Lisa Hanawalt, la direttrice di scenografia dietro il malinconico capolavoro di Bojack Horseman, ha aperto le ali e spiccato il volo grazie alla sua nuova creazione. Una serie femminile, fresca e piuttosto reale, seppur ambientata in un mondo dove animali, cose e piante sono antropomorfi. Il fatto che le due protagoniste Tuca e Bertie, l’ideatrice Hanawalt e le tematiche affrontate ruotino intorno al pianeta Venere non significa che la serie sia prettamente dedicata alle donne. È forse più allarmante che io, scimmia uomo, mi sia ritrovato in molte delle tematiche affrontate.

Di breve durata, giusto 10 episodi da circa 20 minuti l’uno per questa prima stagione da poco uscita su Netflix. La storia parla dell’amicizia tra la “tucana” Tuca e la “passera” Bertie: la prima estroversa, dinamica e intraprendente; l’altra sensibile, docile e indifesa come un… come un uccellino. Bertie lavora in un ufficio di marketing, ha un fidanzato con cui convive e ha la passione per cucinare dolci. Tuca ha la passione per il bere, le piace divertirsi, fare feste, copulare e non ha un lavoro fisso. Ora vi sfido a trovare i difetti.
Fatto? Ok, ecco la soluzione: il fidanzato di Bertie è un architetto. Lo so, che schifo.

Definito dalla stessa autrice un cartone strano, affronta tematiche che vanno oltre il semplice rapporto tra le due “uccelle” (e da qui in poi prometto che vi risparmio l’abuso di virgolette). Così come abbiamo visto in Bojack, sperando che l’abbiate visto, le vicende quotidiane con cui si interfacciano Tuca e Bertie, tra un lavoro stressante e una ricerca di sé stessi, trasudano realtà tanto vicine allo spettatore da portare a galla un paio di riflessioni più profonde rispetto a ciò che può apparire la serie. Di solito si pensa di gustarsi un cartone animato per il solo piacere del’intrattenimento e della risata, senza troppi pensieri o senza andare nel profondo. Non saprei dire se sono io che ho problemi mentali esagerati, immaginandomi mondi che non esistono dietro facciate costruite ad arte per far cogliere solo chi vuole davvero vedere queste particolarità. Forse dovrei smetterla di costruirmi castelli in aria, soprattutto perché avrei bisogno di un architetto e quindi no grazie. Ma chi può dirlo quale sia davvero il messaggio che vogliono trasmettere certe opere, a parte i creatori stessi ovviamente. Siccome non ho voglia di contattare personalmente la Lisa (o più probabilmente non sarei in grado di farlo) per chiederle il vero volto del suo show, o quello che credo voglia essere l’aspetto umano della serie, mi limito a pensare che Tuca & Bertie possa trasmettere più che una semplice risata.

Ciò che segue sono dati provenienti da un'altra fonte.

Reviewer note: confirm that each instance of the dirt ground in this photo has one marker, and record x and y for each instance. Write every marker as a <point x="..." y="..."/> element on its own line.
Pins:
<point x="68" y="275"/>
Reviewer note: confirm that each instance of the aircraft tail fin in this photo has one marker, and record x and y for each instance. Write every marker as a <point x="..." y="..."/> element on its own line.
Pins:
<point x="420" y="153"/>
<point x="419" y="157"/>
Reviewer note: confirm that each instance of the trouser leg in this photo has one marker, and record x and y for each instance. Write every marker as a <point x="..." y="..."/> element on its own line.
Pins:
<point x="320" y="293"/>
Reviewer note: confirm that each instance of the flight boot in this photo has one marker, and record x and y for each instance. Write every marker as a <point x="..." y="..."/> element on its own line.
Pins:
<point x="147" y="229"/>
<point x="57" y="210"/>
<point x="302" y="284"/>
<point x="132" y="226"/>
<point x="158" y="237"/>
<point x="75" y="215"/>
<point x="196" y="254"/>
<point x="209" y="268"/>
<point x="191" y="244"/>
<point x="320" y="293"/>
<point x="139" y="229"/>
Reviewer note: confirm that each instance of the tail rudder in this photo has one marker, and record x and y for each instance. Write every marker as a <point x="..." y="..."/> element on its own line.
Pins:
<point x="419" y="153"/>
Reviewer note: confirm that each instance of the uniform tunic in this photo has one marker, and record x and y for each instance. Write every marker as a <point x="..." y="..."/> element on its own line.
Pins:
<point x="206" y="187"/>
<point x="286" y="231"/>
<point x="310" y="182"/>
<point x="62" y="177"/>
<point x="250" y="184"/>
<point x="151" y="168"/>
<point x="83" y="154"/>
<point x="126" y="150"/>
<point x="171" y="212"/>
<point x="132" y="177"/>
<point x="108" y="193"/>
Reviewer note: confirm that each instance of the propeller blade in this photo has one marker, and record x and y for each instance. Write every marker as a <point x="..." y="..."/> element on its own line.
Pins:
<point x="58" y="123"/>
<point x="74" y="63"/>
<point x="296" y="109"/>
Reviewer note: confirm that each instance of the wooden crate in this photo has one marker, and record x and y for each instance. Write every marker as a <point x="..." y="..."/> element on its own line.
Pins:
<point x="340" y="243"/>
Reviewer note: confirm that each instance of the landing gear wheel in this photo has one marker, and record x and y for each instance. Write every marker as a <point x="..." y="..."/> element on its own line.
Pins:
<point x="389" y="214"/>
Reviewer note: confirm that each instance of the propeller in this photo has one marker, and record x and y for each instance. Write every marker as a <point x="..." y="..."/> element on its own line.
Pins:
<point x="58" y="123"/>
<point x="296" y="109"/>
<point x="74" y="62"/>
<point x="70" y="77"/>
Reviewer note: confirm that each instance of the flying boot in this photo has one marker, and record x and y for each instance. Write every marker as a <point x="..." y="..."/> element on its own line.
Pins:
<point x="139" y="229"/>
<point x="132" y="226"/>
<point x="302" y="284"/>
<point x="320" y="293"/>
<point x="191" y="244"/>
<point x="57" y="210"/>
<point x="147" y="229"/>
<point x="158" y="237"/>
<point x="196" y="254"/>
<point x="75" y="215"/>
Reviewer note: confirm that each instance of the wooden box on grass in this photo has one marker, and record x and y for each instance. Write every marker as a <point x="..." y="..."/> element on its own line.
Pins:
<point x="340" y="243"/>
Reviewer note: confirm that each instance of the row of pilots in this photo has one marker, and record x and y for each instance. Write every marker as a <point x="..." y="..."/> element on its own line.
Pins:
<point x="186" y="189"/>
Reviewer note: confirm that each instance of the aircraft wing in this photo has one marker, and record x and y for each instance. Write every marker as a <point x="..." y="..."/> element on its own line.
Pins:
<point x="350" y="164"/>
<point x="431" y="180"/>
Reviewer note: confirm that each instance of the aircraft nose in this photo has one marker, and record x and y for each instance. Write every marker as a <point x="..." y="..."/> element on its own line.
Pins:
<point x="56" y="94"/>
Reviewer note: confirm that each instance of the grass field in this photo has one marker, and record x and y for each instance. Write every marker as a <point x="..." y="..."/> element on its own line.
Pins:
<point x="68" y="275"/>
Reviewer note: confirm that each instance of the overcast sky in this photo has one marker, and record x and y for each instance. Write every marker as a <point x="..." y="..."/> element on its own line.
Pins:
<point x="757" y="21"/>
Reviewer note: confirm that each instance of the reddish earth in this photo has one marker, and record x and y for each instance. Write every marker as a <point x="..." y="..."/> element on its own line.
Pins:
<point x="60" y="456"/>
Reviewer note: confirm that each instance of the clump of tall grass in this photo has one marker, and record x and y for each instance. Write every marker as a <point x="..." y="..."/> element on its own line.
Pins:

Il cartone è stato definito per adulti perché si vedono le tette di Tuca. Questa frase non ha senso e quindi la riporto volentieri. Sappiamo tutti che le tette sono lo strumento che unisce qualunque generazione, dall’infante al vecchietto. Forse è stata categorizzata per adulti anche per certe tematiche che affrontano scelte importanti nella vita, come l’andare a convivere col proprio partner, fare le corna al proprio partner, denunciare una molestia, smettere di bere o più semplicemente decidere che il proprio lavoro fa schifo il cazzo e che forse è meglio cambiare aria. Però per me rimane un cartone animato, quindi adulti o meno dovreste godervelo finché è in giro.

Che altro potrei aggiungere sul cartone che non sembri un trattato filosofico pallosissimo come l’appena stilato articolo? Tre cose: 1, mi scuso per la digressione psicologica ma come vi ho accennato ho dei grossi problemi mentali, per non parlare del fatto che lavoro a stretto contatto con gli architetti; 2, le tette di un tucano potrebbero essere usate come strumento di marketing solo in Giappone, quindi è la prima volta che abuso della parola tette senza fini di sponsor; 3, guardatela che male non vi fa. Anzi, potreste arrivare ad avere un pensiero molto più originale e (sicuramente) migliore del mio trattato pseudo-gastro-psico-filo-ponderoso.

E comunque fa ridere.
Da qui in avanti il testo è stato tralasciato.